Fair enough. But still, something twisted in her chest.
Jordan’s eyes slid to Jason again. “Old friend?”
Elias finally spoke. Low, cool. Dangerous in the way silence before a storm is dangerous.
“Something like that.”
Ava watched Jordan stiffen ever so slightly, and the familiar ache started to crawl up her throat.
Not this. Not again.
Not people circling her like they owned parts of her.
She stepped out from between them, heart pounding. “Thanks for the coffee, Jordan. But I’m working.”
Jordan hesitated. “We could catch up—”
“Not today.”
A long pause.
Then he nodded. “Okay. Another time, maybe.”

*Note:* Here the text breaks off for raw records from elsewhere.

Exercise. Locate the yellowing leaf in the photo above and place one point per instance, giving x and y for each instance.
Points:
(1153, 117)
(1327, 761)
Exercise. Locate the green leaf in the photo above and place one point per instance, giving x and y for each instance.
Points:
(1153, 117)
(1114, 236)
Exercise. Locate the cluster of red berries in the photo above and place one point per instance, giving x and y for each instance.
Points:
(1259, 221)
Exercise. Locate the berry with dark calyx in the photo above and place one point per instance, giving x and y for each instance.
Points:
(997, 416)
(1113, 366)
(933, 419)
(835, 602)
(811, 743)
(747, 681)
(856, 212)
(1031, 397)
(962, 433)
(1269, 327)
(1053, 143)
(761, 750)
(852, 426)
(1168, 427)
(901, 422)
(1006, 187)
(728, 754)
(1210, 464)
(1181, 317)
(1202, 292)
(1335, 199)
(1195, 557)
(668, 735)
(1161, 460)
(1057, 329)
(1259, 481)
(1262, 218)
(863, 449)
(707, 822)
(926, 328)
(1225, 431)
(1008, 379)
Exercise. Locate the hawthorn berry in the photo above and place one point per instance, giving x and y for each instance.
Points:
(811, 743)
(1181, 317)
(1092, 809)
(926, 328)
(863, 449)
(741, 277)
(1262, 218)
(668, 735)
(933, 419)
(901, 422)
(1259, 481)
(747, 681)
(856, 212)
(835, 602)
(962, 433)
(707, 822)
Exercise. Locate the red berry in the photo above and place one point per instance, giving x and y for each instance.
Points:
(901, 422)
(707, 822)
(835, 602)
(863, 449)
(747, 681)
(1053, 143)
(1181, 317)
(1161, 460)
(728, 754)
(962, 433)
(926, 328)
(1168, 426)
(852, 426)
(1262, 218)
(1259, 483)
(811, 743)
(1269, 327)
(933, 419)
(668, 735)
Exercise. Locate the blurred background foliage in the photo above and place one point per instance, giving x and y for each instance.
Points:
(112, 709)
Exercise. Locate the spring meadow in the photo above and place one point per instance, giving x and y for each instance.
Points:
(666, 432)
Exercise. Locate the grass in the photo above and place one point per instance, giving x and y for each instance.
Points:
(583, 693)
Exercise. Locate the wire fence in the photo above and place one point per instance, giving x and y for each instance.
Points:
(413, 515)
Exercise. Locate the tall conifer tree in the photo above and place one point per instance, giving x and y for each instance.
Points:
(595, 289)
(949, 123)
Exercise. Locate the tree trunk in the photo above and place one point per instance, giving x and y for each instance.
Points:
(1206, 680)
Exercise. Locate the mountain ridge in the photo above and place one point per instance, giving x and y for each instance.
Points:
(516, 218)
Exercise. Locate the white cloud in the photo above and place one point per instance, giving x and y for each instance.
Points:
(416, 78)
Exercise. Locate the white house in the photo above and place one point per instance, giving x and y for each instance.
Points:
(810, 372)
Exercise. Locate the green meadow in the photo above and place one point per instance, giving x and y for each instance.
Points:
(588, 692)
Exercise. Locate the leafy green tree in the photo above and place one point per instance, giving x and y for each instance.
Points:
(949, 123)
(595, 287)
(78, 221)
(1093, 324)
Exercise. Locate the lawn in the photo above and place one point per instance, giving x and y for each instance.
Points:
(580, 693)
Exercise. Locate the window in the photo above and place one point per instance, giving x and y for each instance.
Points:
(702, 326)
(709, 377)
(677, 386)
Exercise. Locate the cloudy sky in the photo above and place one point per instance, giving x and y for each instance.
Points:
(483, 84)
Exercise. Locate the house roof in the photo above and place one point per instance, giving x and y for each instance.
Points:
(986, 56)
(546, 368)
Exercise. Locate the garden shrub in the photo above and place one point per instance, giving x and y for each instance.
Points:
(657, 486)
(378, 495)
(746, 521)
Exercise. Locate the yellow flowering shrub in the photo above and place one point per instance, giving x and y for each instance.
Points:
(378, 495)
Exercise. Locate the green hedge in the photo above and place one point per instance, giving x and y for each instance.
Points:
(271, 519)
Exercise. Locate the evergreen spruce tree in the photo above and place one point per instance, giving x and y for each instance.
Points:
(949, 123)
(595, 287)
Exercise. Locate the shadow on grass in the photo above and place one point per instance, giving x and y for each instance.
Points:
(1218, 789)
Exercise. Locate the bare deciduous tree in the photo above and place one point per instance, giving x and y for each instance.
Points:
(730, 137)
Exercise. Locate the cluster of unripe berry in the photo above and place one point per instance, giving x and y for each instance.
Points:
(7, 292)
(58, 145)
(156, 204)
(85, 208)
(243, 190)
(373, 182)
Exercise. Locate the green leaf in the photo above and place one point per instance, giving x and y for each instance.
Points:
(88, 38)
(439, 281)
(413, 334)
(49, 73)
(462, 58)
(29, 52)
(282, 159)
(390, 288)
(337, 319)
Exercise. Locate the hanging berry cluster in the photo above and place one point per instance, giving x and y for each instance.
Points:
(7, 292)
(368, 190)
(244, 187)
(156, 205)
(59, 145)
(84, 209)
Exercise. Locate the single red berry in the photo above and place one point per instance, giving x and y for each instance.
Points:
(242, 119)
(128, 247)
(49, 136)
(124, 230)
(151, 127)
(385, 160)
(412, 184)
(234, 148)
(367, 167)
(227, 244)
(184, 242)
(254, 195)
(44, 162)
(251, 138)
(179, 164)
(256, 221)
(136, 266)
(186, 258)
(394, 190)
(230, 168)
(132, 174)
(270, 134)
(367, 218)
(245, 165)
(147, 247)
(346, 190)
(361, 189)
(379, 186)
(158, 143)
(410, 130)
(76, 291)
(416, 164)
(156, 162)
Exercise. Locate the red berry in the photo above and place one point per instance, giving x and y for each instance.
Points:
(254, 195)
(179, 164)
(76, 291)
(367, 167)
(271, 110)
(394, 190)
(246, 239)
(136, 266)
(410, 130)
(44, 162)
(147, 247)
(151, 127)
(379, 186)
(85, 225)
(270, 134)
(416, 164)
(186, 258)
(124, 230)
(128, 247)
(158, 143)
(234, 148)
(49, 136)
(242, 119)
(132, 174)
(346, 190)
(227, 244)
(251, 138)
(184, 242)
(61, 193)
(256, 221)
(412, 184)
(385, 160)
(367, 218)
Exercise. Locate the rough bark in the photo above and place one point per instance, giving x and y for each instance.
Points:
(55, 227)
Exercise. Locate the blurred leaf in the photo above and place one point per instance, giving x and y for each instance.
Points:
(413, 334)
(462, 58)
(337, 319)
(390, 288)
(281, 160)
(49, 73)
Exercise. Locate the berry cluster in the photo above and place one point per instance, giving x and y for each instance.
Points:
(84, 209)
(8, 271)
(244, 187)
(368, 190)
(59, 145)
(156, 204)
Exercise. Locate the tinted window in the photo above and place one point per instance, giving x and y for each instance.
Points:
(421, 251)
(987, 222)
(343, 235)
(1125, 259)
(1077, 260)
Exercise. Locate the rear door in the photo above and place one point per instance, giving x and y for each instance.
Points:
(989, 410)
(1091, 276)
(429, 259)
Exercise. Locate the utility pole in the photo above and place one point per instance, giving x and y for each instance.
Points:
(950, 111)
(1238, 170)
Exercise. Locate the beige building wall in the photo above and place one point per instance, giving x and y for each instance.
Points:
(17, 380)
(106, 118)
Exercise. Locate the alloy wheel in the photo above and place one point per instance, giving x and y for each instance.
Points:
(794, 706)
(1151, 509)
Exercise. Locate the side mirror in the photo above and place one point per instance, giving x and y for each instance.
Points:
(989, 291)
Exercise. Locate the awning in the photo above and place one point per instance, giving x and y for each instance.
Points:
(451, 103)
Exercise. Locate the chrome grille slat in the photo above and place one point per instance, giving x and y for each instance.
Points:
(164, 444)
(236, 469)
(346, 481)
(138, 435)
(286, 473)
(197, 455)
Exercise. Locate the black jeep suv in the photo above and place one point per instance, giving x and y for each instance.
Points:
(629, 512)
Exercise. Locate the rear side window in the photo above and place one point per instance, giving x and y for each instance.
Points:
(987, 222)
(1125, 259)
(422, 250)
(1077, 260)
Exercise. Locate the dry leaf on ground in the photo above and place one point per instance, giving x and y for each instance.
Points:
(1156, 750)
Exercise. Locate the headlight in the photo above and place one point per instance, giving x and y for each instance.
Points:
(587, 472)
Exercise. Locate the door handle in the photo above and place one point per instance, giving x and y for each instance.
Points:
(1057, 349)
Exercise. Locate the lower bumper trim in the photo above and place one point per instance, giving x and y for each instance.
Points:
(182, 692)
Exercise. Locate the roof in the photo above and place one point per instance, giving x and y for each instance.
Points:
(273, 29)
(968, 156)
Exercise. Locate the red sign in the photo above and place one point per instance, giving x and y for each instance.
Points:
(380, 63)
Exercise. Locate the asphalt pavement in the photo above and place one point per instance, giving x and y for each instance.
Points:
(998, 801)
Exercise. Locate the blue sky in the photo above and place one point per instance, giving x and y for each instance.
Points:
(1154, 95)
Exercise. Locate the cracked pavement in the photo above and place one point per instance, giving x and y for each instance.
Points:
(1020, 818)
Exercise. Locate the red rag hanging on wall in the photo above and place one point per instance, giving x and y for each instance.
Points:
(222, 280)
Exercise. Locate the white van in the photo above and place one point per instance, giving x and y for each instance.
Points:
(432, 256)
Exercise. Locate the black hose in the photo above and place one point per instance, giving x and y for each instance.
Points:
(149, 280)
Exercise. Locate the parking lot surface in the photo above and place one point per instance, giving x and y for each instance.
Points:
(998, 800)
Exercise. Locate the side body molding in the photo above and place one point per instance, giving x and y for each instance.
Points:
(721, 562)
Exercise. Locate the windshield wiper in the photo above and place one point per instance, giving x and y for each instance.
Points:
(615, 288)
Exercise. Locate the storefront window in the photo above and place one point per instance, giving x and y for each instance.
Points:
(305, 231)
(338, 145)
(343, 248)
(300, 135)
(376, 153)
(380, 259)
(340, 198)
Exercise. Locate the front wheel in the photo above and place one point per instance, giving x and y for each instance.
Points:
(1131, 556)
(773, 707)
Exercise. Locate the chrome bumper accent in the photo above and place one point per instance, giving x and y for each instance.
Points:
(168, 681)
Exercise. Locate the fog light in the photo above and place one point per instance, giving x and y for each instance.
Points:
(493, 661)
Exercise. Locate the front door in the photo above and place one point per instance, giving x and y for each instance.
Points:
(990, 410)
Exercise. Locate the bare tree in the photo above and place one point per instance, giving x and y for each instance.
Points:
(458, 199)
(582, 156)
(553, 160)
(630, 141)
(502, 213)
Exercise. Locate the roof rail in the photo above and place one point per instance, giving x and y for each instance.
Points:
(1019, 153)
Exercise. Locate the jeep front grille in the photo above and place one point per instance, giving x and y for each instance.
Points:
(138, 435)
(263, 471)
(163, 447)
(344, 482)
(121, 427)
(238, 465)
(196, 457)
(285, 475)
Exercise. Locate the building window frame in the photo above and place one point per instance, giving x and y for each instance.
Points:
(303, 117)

He gave Jason one last look. One that said I see you. One that asked what the hell are you doing here without saying a word.
Then he walked away.
The door closed behind him, and the silence that followed was not the same kind of silence from before.
Jason didn’t say anything.
She didn’t either.
Until—
“You dated him,” he said flatly.
Ava set the coffee down without drinking it. “Briefly.”
He crossed his arms. “Looked like more than brief.”
“It wasn’t.”
“You tell him that?”
The question hit like a slap. Sharp. Jealous. Raw.
She turned to him, jaw tight.
“Don’t do that,” she snapped. “Don’t act like you get to ask.”
“I’m not—”
“Yes, you are.” Her voice cracked on the edge of fury. “You left. You left, Jason. You don’t get to be angry.”
He looked away, jaw clenched. “I know.”
Ava exhaled shakily. “But you are anyway.”
“I hate the idea of him touching you.”
The confession was a match dropped into gasoline.
She swallowed hard. “Then maybe you shouldn’t have walked away.”
His eyes found hers — dark, stormlit, desperate.
“I didn’t know I’d still love you this much.”
She stared at him, everything inside her pulled tight like wire.
“I wish that made it easier,” she whispered.
He didn’t move. Neither did she.
And between them, the ghost of Jordan lingered like a warning.